MrsMolesworth · 15/11/2015 20:28

It's impossible for you to second guess the reasons. You can only work with what he gives you. he says it's 'only' that he feels sad. You can legitimately say that in itself is enough to be cause for concern.

If he won't go to the GP ask if he'd consider working on some mood improving material via self help. There's the Mood Gym online which helps with CBT. there are also loads of pretty good quality midlife crisis sites which help you identify the cause of dissatisfaction and put a plan in place to get happier. So often a loving spouse gets the blame for being the source of unhappiness when the real source is dissatisfaction with self.

You have every right to be frank about how this is affecting you (depressed people, if it is depression, do need to be reminded that their behaviour affects those around them - I speak as someone who gets depressed and is often shocked when DH tells me how I'm behaving as I've no idea until he mentions it.) But it may help, for now, to be gentler and more supportive, just to ensure it doesn't turn into lock down.

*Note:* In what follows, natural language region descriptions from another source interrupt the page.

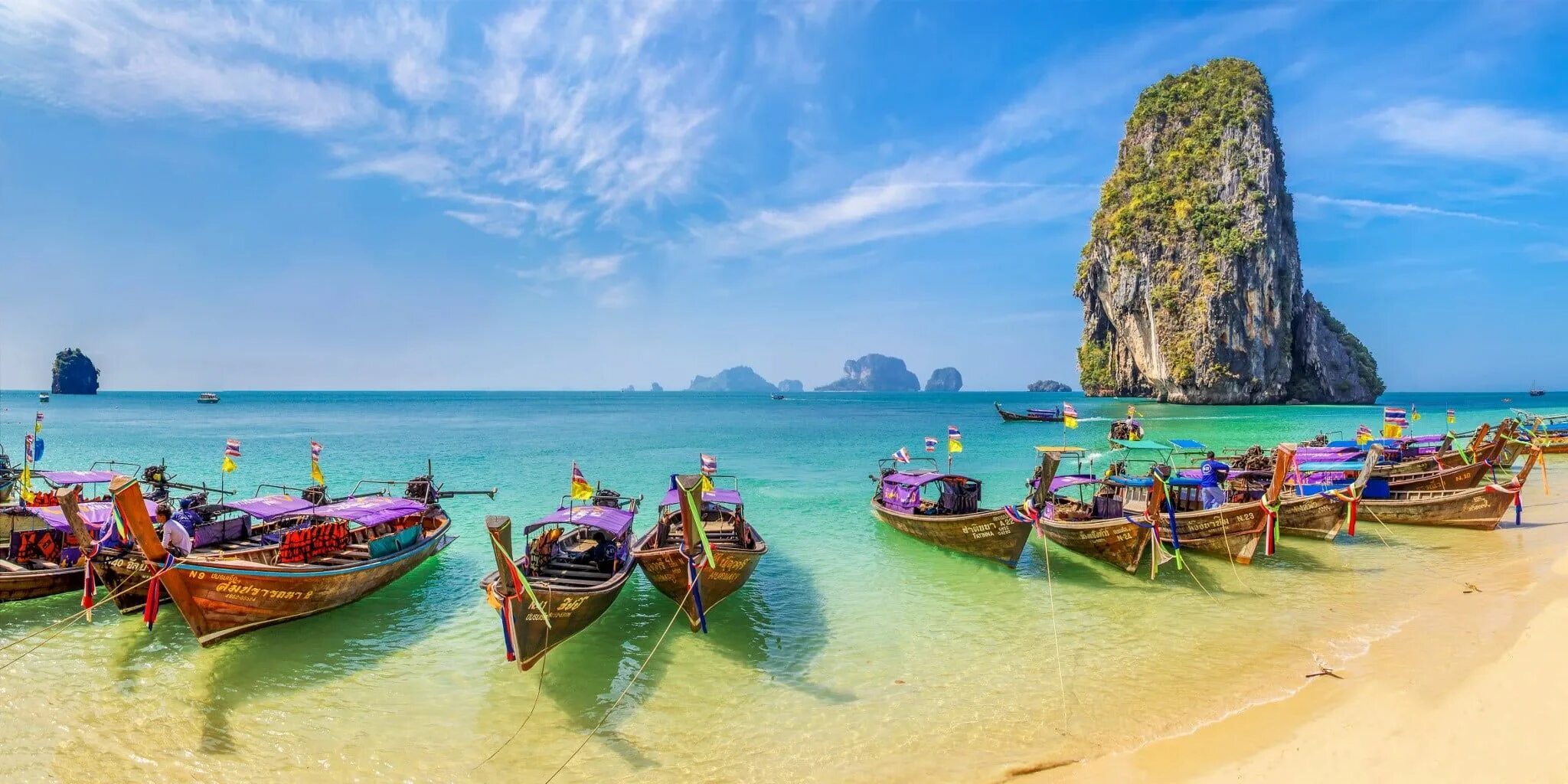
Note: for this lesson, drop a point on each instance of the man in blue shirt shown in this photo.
(1211, 480)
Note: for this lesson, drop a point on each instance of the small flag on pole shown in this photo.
(580, 488)
(315, 465)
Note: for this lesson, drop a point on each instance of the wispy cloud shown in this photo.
(1479, 132)
(1379, 207)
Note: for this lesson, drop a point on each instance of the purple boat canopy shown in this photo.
(714, 496)
(94, 513)
(76, 477)
(372, 510)
(269, 507)
(609, 519)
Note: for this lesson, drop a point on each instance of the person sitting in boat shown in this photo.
(176, 538)
(1211, 482)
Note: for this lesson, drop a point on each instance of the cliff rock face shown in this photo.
(734, 380)
(874, 374)
(1050, 386)
(944, 380)
(1192, 278)
(74, 374)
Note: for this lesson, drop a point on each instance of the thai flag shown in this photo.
(1026, 513)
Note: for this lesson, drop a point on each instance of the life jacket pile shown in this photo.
(306, 544)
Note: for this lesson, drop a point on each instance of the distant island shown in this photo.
(74, 374)
(739, 378)
(874, 374)
(944, 380)
(1192, 273)
(1050, 386)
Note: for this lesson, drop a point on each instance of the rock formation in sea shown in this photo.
(1050, 386)
(944, 380)
(874, 374)
(1192, 278)
(74, 374)
(734, 380)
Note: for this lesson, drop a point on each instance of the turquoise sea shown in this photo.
(854, 655)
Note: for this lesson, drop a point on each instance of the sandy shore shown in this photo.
(1473, 689)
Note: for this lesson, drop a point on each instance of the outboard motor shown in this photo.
(422, 490)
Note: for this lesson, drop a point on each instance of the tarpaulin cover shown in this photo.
(76, 477)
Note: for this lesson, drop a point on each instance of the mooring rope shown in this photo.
(67, 625)
(649, 658)
(1056, 639)
(544, 662)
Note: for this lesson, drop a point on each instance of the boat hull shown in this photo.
(667, 570)
(1231, 531)
(233, 596)
(988, 534)
(1119, 543)
(570, 610)
(1482, 508)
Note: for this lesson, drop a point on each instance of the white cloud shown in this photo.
(1475, 132)
(1377, 207)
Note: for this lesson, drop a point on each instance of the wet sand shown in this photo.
(1472, 689)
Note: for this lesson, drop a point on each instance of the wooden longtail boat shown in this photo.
(574, 564)
(1463, 508)
(1031, 414)
(954, 521)
(1324, 513)
(1074, 526)
(330, 557)
(720, 557)
(231, 531)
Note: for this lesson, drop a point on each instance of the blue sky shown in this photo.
(585, 197)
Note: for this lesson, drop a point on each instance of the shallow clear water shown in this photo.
(855, 652)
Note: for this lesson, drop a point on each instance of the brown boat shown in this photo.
(1463, 508)
(1321, 514)
(327, 557)
(574, 564)
(954, 519)
(1086, 528)
(700, 568)
(230, 531)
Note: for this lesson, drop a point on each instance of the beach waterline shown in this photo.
(855, 652)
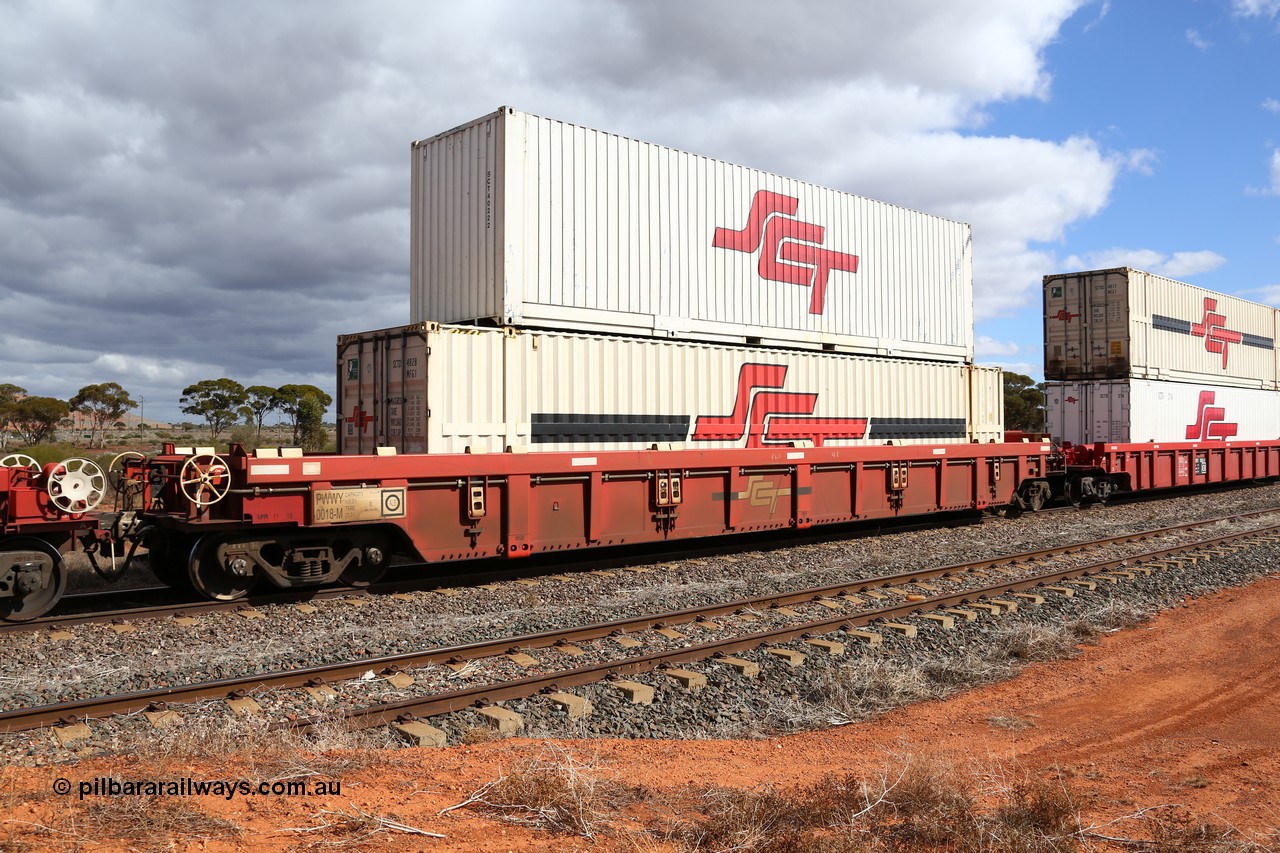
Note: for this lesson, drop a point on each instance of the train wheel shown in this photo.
(39, 585)
(369, 569)
(215, 575)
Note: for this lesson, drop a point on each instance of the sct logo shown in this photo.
(359, 418)
(1216, 336)
(773, 416)
(1208, 420)
(792, 251)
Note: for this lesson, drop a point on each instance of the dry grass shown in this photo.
(144, 822)
(923, 807)
(553, 790)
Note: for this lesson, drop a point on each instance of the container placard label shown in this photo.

if he says he's just very unhappy, say that his happiness is very important to you, that you think he deserves to be happier than he currently is and you want to help. Go through the different areas of his life, asking how happy he is in each of them. Ask him what an ideal version of his work life/home life/sex life etc would be and how he can get closer to that ideal. He needs to work on this stuff and if he won't go to the GP he really needs to work on himself.

CPtart · 15/11/2015 20:29

What's his occupation op? And what are the genders of the DC?Unfortunately, there is a wealth of research to show that men are far more likely to be unhappy and leave the family home if his offspring are solely female.

mapmyface · 15/11/2015 20:36

He works in the emergency services, which I know is notoriously stressful. But he loves his job, like really loves it. Always has done.

We have a mix of dc's so not all girls.

I really can't imagine him going for the counselling but it's something I will suggest.

He doesn't even reply to me half the time when I'm talking. I feel like an idiot repeating myself.

I'm becoming quite anxious at the whole situation, I hate not knowing things and I feel like he's kind of liking the control he has.

One thing I forgot to mention, is I'm probably the heaviest I've ever been. I'm not fat by any means, but prob a stone overweight at the moment.
I don't know if that is affecting how he feels about me, I daren't ask Hmm

He doesn't have any close friends out of work, he's just not bothered by the whole friendship thing. He is close to his colleagues but I could never go and speak to them.

Is there anything else I could say to him?

OP posts:
Seeyounearertime · 15/11/2015 20:54

Is there anything else I could say to him?

I would suggest you write it all down. Put it all down in black and white, leave nothing out. Reassure him obviously but spell out that his actions will have reactions. If he's clinically depressed it is an illness nothing to be ashamed about. Of his job don't like that he's I'll then he should seek other employment because that's pathetic. Do they frown on someone with a cold? Arthritis? Stubbed toe? Course not.
I always suggest writing things down, I believe it to be cthrtic in itself and a great way to organise thoughts etc.
Then hand him the letter, tell him to read it and that you will wait for his response.

I don't see what you're weight has to do with it? It certainly wouldn't concern me but I'm not your OH.

wallywobbles · 15/11/2015 21:19

Be careful not to let this be your fault. A stones nothing to worry about.

Honestly I'd get some legal advice about separating and start moving this along. You don't need to go straight to do divorce but his current behavior is flooring your morale.

How long does he expect you to put up with this?